Der New Yorker Soulsänger Charles Bradley gibt ein bewegendes Konzert im Berliner Astra.

Um halb zehn betreten sechs junge Männer die Bühne des Astra, die so aussehen, als würden sie am Wochenende bevorzugt in Kreuzbergs Kneipen zum Tanz aufspielen: verschlissene Anzüge, Cordwesten, Bier in der Hand. Der Keyboarder kündigt den „screaming eagle of soul“ an: Charles Bradley breitet die Arme wie Flügel aus und schwebt herein. Der Sänger ist ein Ereignis. Er bringt Neil Youngs „Heart of Gold“ zum Leuchten und ist immer dann am stärksten, wenn er in Balladen vom eigenen Leben berichtet. Gerade mal ein Jahr ist es her, dass dem 64-Jährigen mit seinem Debütalbum „No Time For Dreaming“ der Durchbruch gelang. Vorausgegangen waren Jahre als Obdachloser in New York, die Aufnahme in ein Sozialhilfeprogramm mit Ausbildung zum Koch und gut 30 Jahre am Herd diverser Restaurants. Das prägt.

Mit rollenden Augen singt, nein, schreit und klagt Bradley von Einsamkeit, Ausgrenzung und Armut. Happy End inclusive. Es ist die abgewandelte Geschichte vom amerikanischen Traum. Für Charles Bradley ging er in Erfüllung, als das Brooklyner Daptone-Label ihn entdeckte und eine Platte mit ihm aufnahm. Mit diesen Songs ist er jetzt auf Tour.

„Hört doch auf zu klatschen, sonst muss ich weinen“, bittet er – allein, es hilft nichts.
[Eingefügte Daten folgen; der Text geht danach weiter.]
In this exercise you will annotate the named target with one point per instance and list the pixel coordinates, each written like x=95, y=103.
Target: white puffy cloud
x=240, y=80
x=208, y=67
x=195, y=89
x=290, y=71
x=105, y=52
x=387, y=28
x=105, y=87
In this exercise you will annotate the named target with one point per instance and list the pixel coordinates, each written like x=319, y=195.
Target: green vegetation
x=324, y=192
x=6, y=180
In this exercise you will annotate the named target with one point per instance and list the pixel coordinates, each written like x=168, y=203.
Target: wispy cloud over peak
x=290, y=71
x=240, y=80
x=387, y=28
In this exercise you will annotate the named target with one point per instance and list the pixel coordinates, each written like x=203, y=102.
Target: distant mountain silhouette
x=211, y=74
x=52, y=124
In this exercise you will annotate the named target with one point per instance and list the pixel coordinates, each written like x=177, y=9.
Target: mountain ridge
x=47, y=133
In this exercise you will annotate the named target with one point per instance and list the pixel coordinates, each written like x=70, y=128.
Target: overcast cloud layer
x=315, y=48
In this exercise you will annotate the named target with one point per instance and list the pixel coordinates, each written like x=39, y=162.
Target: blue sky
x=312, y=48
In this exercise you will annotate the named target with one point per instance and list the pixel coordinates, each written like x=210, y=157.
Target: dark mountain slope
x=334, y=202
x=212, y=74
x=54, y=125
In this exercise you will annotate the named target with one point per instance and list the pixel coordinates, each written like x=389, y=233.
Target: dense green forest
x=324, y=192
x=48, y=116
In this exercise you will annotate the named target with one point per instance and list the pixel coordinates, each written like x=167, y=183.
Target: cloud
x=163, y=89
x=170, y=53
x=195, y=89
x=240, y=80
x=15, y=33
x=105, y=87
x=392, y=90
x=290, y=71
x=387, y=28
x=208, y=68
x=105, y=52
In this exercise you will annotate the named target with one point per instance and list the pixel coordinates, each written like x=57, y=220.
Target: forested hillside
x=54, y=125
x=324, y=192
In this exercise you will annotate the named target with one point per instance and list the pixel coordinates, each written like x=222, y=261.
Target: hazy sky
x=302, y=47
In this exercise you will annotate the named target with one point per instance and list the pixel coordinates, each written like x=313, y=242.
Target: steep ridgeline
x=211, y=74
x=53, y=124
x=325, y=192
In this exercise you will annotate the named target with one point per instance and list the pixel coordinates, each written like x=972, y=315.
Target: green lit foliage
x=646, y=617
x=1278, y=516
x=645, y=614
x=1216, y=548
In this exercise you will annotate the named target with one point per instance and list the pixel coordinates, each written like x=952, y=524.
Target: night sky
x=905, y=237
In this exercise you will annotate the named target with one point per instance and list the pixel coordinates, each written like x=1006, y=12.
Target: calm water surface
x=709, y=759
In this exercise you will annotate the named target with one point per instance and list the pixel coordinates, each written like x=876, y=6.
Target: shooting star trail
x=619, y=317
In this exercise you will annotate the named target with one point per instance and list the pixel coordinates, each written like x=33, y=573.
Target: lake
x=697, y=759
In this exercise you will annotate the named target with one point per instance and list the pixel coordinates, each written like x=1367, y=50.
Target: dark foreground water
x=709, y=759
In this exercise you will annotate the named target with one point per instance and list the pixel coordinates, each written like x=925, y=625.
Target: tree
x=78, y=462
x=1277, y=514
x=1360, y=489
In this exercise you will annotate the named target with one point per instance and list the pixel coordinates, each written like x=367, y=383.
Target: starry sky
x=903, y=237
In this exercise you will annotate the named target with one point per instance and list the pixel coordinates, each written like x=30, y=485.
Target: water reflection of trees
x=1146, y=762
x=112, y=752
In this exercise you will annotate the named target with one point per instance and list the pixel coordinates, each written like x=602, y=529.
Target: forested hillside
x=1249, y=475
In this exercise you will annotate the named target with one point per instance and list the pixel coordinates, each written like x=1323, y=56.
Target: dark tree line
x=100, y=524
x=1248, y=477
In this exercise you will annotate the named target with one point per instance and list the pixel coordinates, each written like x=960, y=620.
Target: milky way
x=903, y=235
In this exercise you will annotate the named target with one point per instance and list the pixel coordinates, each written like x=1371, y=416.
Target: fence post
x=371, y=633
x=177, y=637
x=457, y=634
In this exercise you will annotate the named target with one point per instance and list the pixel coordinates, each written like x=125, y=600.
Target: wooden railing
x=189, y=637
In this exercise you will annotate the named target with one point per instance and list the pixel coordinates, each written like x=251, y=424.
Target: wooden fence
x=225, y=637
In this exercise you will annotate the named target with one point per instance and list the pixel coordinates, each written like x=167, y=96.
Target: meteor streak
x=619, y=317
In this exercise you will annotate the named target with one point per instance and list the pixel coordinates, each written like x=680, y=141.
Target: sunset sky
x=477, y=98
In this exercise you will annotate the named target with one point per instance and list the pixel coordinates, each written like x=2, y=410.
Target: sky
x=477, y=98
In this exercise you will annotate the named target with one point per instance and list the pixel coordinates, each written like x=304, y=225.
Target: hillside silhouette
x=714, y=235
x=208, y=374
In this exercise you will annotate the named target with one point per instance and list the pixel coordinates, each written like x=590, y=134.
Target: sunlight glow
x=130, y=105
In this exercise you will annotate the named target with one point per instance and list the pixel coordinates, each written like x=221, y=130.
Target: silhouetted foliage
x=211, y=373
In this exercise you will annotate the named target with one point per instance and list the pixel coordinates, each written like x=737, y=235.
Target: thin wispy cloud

Die 1300 Gäste im fast ausverkauften Astra feiern ihn, bejubeln jeden Griff in den Schritt und staunen über einen lupenrein gesprungenen Spagat. Sein Outfit – Schlaghose, goldene Gürtelschnalle und ein blaues Jäckchen mit aufgestickten Initialen – sieht aus, als stamme es noch aus der Zeit, in der Bradley als James-Brown-Double durch New Yorks Soulschuppen tingelte.

„Why is it so hard to make it in America“, fragt Bradley beim letzten Song, geht von der Bühne und mischt sich unter die Zuschauer. Und dann ist es auch dort vorbei mit der Beherrschung. Die Band hat längst eingepackt, da wird Bradley noch immer durchs Publikum geschoben. Der Mann hat einen Nerv getroffen. Junge Männer verlieren die Contenance, fallen ihm um den Hals, Küsse, Umarmungen. Schluchzend macht sich Bradley schließlich frei und verschwindet in einem Gang neben der Bühne. Dort steht der kleine Mann, schlägt die Hände vors Gesicht, laut weinend.